UNRESTRICTED | ILLIMITÉ
Hi all,
This isn’t a problem, but more a question about how LAMMPS works with CUDA. One line in the documentation that is confusing me is “However multiple MPI tasks can share the same GPU, and in many cases it will be more efficient to run this way”. In practice, I have found this to be true as well. I’m just having trouble understanding why.
I also believe that the CUDA kernels from different CUDA application contexts will run in series one after another depending on what order they were called in. If so, I would expect a small delay while switching contexts, so I would expect multiple MPI processes using a single GPU to be slightly slower.
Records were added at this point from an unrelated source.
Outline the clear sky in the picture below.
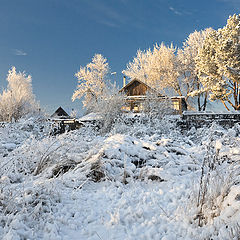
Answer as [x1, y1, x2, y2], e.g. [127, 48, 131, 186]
[0, 0, 240, 113]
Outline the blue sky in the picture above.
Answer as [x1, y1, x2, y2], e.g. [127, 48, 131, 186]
[0, 0, 240, 113]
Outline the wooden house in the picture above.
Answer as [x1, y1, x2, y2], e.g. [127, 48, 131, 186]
[120, 79, 187, 114]
[51, 107, 71, 119]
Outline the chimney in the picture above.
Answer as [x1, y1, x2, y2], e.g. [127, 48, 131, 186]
[123, 76, 126, 87]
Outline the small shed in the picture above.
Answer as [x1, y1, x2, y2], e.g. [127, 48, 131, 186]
[51, 107, 71, 119]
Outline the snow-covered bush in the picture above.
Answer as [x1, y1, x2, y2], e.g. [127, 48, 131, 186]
[143, 92, 174, 119]
[0, 67, 39, 122]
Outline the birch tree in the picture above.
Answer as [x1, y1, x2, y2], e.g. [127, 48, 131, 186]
[72, 54, 109, 111]
[0, 67, 39, 122]
[196, 14, 240, 110]
[177, 28, 213, 111]
[123, 43, 183, 96]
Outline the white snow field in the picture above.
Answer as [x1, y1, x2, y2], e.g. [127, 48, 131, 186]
[0, 118, 240, 240]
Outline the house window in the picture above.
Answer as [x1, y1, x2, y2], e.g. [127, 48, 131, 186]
[173, 101, 180, 111]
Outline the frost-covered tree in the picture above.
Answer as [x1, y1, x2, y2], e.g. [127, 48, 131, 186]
[93, 83, 125, 133]
[123, 43, 183, 96]
[0, 67, 39, 121]
[72, 54, 109, 111]
[122, 49, 152, 83]
[177, 28, 213, 111]
[196, 15, 240, 110]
I have also read part of the paper here:
and it sounds like there might be some sort of multitasking application context switching (see “10x Faster Application Context Switching”), but I can’t find any details about it anywhere else (same with details on Hyper-Q). I have also read a lot of forum posts online where people say that there is no multitasking application context switching with CUDA, so I’m not sure what to believe. Even if it does exist though, I would still expect it to be longer because of delays while switching contexts.
The only possible reason I can think of is that enough work is being done on the CPU that when it is divided up between MPI processes, it makes up for the delays in CUDA context switching.
Hopefully someone can enlighten me!
Thanks,
Steve